In early 1916 Australian Government telegraphed the British Government supporting Birdwood's proposal to establish an Australian and New Zealand Army. The Australian Government argued that the establishment of this force would reflect Australian aspirations and encourage enlistment in the AIF. It is not clear whether the New Zealand Government supported the proposal at this time. On 2 April 1916 the British War Office responded, declining to establish such a formation but claiming that it would do so "as soon as circumstances permit". The next month the Australian Government offered to establish a sixth division. This offer was made to provide enough divisions to justify the formation of an army. It was also rejected by the British as it was unclear whether Australia would be able to provide sufficient reinforcements to replace the AIF's casualties if the division was formed. During this period Birdwood also encouraged the formation of a Dominion Army which would have included the Canadian forces in France as well as the AIF and NZEF. He hoped to command this army.

Australian Prime Minister Billy Hughes advocated for the establishment of an Australian and New Zealand Army during his visit to General Douglas Haig's General Headquarters in France during late May 1916. Hughes argued that the Australian and New Zealand units in France "should be regarded as an army and that General Birdwood should command it". Haig rejected this proposal, stating that the size of the Australian and New Zealand forces was insufficient to justify forming them into an army.
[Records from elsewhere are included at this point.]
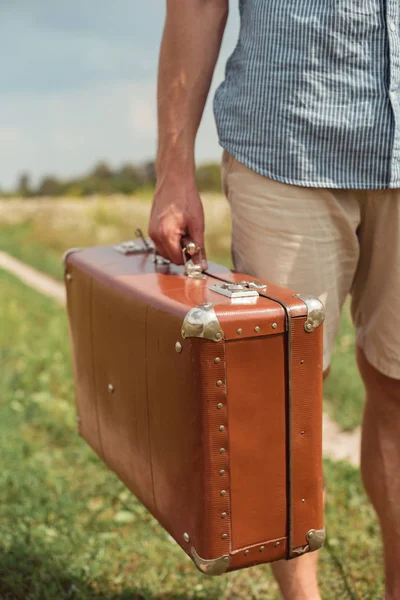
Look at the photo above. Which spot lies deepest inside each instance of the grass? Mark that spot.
(69, 528)
(39, 231)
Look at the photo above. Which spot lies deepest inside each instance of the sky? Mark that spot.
(78, 85)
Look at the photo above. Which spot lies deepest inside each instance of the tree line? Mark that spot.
(102, 179)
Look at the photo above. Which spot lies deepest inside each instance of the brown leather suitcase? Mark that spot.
(204, 395)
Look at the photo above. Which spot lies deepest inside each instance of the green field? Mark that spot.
(68, 527)
(39, 231)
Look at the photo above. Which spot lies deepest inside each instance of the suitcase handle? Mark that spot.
(189, 249)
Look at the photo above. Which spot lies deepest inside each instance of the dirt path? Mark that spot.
(338, 445)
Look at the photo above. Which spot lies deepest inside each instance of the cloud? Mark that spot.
(78, 84)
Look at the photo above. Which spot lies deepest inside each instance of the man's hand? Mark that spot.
(189, 50)
(177, 212)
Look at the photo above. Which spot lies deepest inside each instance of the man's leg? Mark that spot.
(380, 463)
(297, 578)
(304, 239)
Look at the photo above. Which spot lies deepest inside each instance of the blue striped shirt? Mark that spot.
(311, 92)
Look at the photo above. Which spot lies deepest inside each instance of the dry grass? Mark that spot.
(63, 223)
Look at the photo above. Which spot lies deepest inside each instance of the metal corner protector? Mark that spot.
(315, 311)
(216, 566)
(202, 322)
(67, 253)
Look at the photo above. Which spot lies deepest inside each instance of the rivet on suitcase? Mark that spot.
(204, 394)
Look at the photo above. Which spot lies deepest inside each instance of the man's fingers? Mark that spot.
(196, 234)
(168, 246)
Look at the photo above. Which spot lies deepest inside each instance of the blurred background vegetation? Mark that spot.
(128, 179)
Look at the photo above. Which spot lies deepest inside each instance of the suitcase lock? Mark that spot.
(243, 289)
(144, 246)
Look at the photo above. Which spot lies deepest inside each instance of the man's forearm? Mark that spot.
(191, 42)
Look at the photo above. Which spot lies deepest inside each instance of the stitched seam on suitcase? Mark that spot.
(93, 366)
(288, 360)
(148, 411)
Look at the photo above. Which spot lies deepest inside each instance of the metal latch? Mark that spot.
(144, 246)
(192, 269)
(243, 289)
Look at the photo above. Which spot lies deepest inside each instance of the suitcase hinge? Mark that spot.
(244, 290)
(315, 539)
(315, 311)
(201, 321)
(217, 566)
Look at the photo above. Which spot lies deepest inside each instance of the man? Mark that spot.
(309, 117)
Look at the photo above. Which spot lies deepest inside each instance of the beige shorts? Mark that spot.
(325, 242)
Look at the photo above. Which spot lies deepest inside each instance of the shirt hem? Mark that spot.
(307, 182)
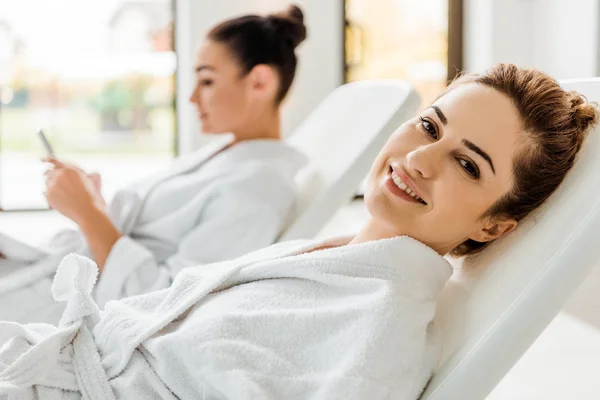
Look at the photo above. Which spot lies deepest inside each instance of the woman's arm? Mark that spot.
(100, 233)
(75, 195)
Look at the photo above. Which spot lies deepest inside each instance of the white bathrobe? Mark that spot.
(210, 206)
(352, 322)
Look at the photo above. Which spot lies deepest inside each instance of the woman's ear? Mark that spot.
(494, 229)
(263, 80)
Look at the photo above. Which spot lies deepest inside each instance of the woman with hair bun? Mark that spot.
(215, 204)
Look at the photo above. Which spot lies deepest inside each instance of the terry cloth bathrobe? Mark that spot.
(351, 322)
(215, 204)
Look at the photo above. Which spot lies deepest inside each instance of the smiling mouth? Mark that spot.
(404, 187)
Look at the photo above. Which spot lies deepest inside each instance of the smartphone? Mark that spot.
(46, 143)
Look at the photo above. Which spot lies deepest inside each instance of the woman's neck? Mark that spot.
(374, 230)
(261, 127)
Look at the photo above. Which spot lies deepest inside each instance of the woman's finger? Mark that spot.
(54, 161)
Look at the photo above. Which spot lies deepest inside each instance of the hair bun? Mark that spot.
(289, 24)
(585, 114)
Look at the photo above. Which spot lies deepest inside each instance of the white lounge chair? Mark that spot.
(499, 303)
(341, 138)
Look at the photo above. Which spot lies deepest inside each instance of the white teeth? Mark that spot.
(403, 186)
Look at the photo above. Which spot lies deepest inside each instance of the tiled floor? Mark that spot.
(563, 364)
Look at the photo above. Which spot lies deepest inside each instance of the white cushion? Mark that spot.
(341, 138)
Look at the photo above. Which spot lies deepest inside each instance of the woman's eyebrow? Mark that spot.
(202, 67)
(440, 114)
(472, 146)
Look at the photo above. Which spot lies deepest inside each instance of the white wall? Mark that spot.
(557, 36)
(320, 59)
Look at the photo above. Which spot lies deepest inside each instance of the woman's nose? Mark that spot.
(424, 161)
(194, 96)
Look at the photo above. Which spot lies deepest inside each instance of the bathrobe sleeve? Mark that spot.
(243, 213)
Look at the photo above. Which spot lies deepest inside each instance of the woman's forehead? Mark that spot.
(480, 107)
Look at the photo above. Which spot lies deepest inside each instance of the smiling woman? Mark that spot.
(487, 152)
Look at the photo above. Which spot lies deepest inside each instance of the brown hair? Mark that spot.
(554, 121)
(270, 40)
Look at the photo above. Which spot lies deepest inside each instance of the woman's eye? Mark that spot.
(470, 168)
(429, 127)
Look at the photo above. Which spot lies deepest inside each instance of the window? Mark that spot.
(418, 41)
(98, 77)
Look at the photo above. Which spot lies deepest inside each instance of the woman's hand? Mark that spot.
(71, 192)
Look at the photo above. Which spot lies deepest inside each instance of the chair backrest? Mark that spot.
(341, 138)
(500, 301)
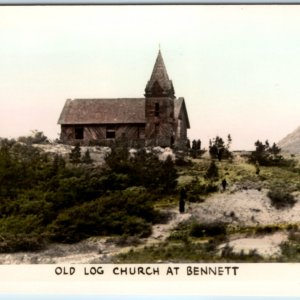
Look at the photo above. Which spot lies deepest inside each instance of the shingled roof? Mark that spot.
(103, 111)
(159, 75)
(179, 105)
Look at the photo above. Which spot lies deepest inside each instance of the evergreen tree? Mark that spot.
(218, 149)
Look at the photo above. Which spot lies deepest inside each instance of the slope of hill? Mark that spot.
(291, 143)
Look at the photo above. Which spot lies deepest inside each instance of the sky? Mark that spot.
(237, 66)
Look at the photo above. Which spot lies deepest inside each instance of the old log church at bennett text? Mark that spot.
(158, 119)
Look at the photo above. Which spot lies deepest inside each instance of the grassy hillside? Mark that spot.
(47, 198)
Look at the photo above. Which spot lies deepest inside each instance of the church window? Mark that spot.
(79, 133)
(110, 132)
(156, 111)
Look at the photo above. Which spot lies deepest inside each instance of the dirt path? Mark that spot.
(92, 250)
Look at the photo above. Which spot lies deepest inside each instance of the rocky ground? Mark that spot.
(244, 207)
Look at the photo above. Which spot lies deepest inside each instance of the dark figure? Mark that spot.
(181, 206)
(182, 200)
(257, 169)
(224, 184)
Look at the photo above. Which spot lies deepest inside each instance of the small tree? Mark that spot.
(75, 155)
(265, 155)
(196, 149)
(218, 149)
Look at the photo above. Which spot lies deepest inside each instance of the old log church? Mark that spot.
(158, 119)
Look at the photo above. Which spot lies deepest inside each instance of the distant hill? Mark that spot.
(291, 143)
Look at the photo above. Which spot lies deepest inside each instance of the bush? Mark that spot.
(281, 199)
(129, 212)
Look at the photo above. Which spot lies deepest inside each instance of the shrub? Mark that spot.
(281, 199)
(127, 212)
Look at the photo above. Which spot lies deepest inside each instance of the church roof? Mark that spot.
(179, 106)
(103, 111)
(160, 76)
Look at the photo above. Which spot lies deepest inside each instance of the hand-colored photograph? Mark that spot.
(149, 134)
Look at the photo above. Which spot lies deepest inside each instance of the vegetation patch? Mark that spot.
(281, 199)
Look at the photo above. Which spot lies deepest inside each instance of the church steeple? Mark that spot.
(159, 84)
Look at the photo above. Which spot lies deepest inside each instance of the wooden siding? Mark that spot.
(159, 128)
(96, 134)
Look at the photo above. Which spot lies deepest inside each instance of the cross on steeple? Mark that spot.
(159, 83)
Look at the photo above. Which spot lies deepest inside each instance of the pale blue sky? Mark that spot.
(238, 67)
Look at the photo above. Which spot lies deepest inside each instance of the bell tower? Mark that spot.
(160, 95)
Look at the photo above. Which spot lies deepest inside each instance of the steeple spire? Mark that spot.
(159, 84)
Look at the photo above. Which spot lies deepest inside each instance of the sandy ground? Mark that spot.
(243, 208)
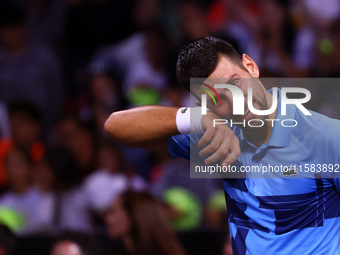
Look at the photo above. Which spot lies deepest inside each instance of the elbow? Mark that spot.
(109, 126)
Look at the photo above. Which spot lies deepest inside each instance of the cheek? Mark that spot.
(224, 111)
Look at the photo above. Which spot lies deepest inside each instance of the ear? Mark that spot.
(250, 65)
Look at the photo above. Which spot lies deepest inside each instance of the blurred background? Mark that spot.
(65, 65)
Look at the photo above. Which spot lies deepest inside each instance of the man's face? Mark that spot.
(227, 72)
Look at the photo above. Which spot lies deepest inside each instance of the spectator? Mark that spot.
(7, 240)
(26, 70)
(58, 177)
(75, 243)
(77, 136)
(139, 222)
(24, 199)
(26, 132)
(105, 185)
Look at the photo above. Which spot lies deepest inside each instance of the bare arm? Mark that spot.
(150, 126)
(146, 126)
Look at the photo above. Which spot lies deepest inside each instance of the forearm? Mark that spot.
(143, 125)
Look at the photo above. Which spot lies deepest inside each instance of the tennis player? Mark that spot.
(284, 215)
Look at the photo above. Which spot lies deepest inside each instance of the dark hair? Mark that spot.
(64, 167)
(199, 58)
(25, 107)
(150, 229)
(86, 242)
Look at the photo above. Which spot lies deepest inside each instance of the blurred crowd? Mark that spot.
(65, 65)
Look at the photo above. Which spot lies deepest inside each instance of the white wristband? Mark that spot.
(188, 120)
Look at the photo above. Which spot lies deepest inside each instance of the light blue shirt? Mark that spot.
(290, 215)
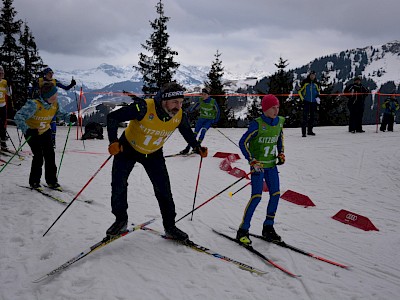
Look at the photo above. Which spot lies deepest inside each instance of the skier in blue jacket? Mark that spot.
(262, 145)
(48, 77)
(209, 115)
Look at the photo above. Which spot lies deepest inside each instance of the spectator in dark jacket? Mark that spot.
(391, 106)
(356, 94)
(309, 94)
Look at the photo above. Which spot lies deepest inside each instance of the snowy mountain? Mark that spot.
(379, 65)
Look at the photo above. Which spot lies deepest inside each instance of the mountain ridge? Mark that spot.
(379, 65)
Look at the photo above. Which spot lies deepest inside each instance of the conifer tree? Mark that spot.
(254, 109)
(32, 62)
(159, 67)
(216, 88)
(10, 51)
(280, 85)
(332, 110)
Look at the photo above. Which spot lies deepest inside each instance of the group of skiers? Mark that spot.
(356, 93)
(152, 121)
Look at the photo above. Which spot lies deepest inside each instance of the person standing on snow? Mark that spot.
(262, 145)
(152, 121)
(33, 119)
(309, 94)
(391, 106)
(4, 92)
(356, 94)
(48, 77)
(209, 115)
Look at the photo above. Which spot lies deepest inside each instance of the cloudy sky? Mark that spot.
(251, 34)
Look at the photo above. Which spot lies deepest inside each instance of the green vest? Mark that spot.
(207, 110)
(263, 146)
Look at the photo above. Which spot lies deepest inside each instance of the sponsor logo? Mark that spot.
(351, 217)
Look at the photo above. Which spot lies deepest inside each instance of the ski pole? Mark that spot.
(231, 194)
(77, 195)
(65, 146)
(205, 202)
(197, 184)
(19, 149)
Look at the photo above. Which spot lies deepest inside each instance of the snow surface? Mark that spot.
(336, 169)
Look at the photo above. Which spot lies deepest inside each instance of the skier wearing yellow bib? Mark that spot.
(33, 119)
(262, 145)
(151, 123)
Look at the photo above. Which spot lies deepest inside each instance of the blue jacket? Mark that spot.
(29, 109)
(252, 131)
(208, 100)
(309, 91)
(391, 106)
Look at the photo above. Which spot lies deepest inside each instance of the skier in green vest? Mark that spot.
(209, 115)
(262, 145)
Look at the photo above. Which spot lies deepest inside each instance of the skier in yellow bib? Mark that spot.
(151, 123)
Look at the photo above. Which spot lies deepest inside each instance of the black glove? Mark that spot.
(72, 118)
(31, 132)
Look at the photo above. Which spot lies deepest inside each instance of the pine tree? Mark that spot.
(158, 68)
(216, 88)
(332, 110)
(31, 59)
(10, 51)
(280, 84)
(254, 109)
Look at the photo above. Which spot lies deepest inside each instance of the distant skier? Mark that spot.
(48, 77)
(33, 119)
(262, 145)
(209, 115)
(356, 94)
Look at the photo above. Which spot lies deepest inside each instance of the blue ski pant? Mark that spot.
(156, 169)
(43, 153)
(271, 177)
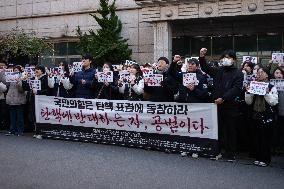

He also made a vague offer to potentially group the Australian divisions under Birdswood's tactical control "for some special operations" in the future. Hughes accepted Haig's position, and decided to not pursue the matter further.

The Australian and New Zealand combat forces in France served as part of two separate corps (I ANZAC Corps and II ANZAC Corps) until late November 1917, when the Australian units were concentrated into the Australian Corps. The New Zealand Division remained part of a British corps.

Writing in 2022, the Australian military historian David Horner judged that "there was an element of aggrandisement and delusion in Australia wanting to form an army of six divisions" in 1916. He observed though that Hughes' advocacy for both the army and Birdwood's command of the AIF was the first attempt by the Australian government to exercise control over how the AIF was employed and led in Europe.